In gathering the 2007 NARMS retail meat data, officials at FoodNet laboratories in California, Colorado, Connecticut, Georgia, Minnesota, New Mexico, New York, Oregon, and Tennessee collected about 4,300 meat samples from randomly selected chain grocery stores near the laboratories. Officials at the FoodNet facilities cultured meat samples for Campylobacter and nontyphoidal Salmonella organisms, and sites in Tennessee, Georgia, and Oregon also cultured the samples for E coli and Enterococcus organisms.

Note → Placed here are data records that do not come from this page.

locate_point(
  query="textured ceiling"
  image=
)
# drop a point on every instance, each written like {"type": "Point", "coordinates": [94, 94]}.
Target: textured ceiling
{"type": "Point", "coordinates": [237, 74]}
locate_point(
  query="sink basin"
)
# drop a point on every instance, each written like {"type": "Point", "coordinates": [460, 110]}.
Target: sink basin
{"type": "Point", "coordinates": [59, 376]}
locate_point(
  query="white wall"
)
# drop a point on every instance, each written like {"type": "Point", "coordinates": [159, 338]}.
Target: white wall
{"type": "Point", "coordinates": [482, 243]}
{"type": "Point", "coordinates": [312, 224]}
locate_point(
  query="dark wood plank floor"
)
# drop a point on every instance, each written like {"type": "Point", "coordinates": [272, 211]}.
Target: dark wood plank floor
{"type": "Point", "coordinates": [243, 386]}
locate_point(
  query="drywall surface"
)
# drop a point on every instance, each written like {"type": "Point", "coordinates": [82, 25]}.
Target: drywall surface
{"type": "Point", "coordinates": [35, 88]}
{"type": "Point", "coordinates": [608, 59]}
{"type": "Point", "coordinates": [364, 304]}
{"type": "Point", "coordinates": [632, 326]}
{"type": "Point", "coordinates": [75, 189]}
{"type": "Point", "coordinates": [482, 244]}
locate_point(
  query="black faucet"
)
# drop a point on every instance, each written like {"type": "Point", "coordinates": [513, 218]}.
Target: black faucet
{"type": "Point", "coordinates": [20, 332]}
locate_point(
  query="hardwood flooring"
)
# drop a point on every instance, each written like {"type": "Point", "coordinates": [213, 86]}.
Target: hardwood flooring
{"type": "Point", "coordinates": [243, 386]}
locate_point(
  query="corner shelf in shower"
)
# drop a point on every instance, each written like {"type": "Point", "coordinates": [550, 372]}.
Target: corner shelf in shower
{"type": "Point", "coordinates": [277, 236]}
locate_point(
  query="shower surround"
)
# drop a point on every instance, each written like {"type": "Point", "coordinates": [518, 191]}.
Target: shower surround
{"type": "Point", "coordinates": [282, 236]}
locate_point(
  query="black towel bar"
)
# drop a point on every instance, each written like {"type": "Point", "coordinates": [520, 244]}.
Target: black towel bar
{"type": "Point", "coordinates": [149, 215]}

Samples that tested positive for those bacteria were sent to the FDA-CVM for serotype or species confirmation.
More data needed to complete the picture
Dr. White said comparing the FDA's retail meat data with data from the CDC regarding antimicrobial resistance in humans and with data from the USDA regarding antimicrobial resistance in food animals will provide a more complete picture.
"The retail (information) is interesting, but it needs to be compared with the human data and what we see in the actual food animals as well," Dr. White said.
Felicita Medalla, MD, a CDC epidemiologist with NARMS, said, "We are part of that three-federal-agency collaboration, and to get the complete picture, we need the data from all three arms of NARMS. And we work very closely with each other."
The USDA's data were expected to be available by the end of October, and the CDC's data by early 2010.